NEW YORK, February 15, 2022—The Vilcek Foundation recognizes and celebrates the research contributions of synthetic biologist Harris Wang in a new article and video profile shared on the Vilcek Foundation website. The feature, Harris Wang: Using synthetic biology to understand our world, centers on Wang’s research discoveries, and on his receipt of a Vilcek Prize for Creative Promise in Biomedical Science.
The Vilcek Prizes for Creative Promise in Biomedical Science are awarded to young immigrant scientists in the United States. Each $50,000 prize recognizes an individual whose early-career work exemplifies outstanding scientific accomplishment, and whose research represents a significant contribution to their field of study. Harris Wang receives the Vilcek Prize for Creative Promise in Biomedical Science for the development of tools and platforms to track, program, and engineer microbes and microbial communities and ecosystems for a range of diagnostic and therapeutic applications.
A synthetic and systems biologist at Columbia University, Wang was born in Beijing, China. His father studied biomechanics and biophysics and his mother worked in academia. When Wang was 6, his parents immigrated to the United States, seeking to establish careers and a home for their family in Salt Lake City, Utah. For three years Wang lived with his aunt and uncle in Beijing while he waited for his own immigration application to be approved. He joined his parents in the United States when he was 9 years old.
Once reunited as a family, Wang recalls spending time with his parents in the library at the University of Utah. He was fascinated by the potential knowledge that the library’s vast stacks represented, and determined to make his own discoveries and contributions to scientific literature.
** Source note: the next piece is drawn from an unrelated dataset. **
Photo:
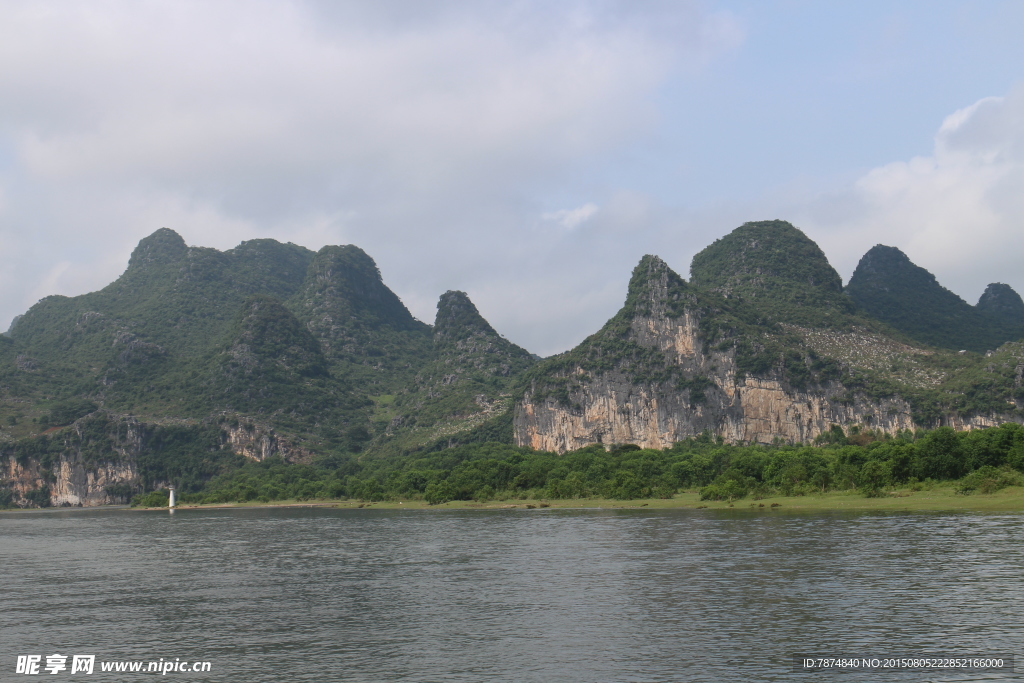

The field of synthetic biology models elements and systems based on those found in nature, and applies these technologies to solve complex problems in medicine, agriculture, and systems biology. Wang draws inspiration from Nobel Prize–winning physicist Richard Feynman, who stated, “What I cannot create, I do not understand.” Says Wang, “This is one of the key ethos in synthetic biology, and something I’m really passionate about. Can we build technologies that push our understanding of the basic principles of life through the act and exercise of creation?”
Most recently, Wang’s laboratory at Columbia has focused on developing genomic technologies to engineer and understand microbial communities, with an eye towards the development of therapeutics. In the development of CAMEOS, Wang used CRISPR to develop a “cellular tape recorder” to record transient cellular processes—like gene expression and metabolism—in the human gut microbiome. This work paves the way for the development of microbial signal sensors to track nutrients, toxins, and pathogens in the host gut.
Read more about Harris Wang’s work at the Vilcek Foundation: https://vilcek.co/2022vfpwangecn
The Vilcek Foundation
The Vilcek Foundation raises awareness of immigrant contributions in the United States and fosters appreciation of the arts and sciences. The foundation was established in 2000 by Jan and Marica Vilcek, immigrants from the former Czechoslovakia. The mission of the foundation—to honor immigrant contributions to the United States, and more broadly to foster appreciation of the arts and sciences—was inspired by the couple’s respective careers in biomedical science and art history. Since 2000, the foundation has awarded over $6.4 million in prizes to foreign-born individuals and supported organizations with over $5.6 million in grants.
The Vilcek Foundation is a private operating foundation, a federally tax-exempt nonprofit organization under IRS Section 501(c)(3).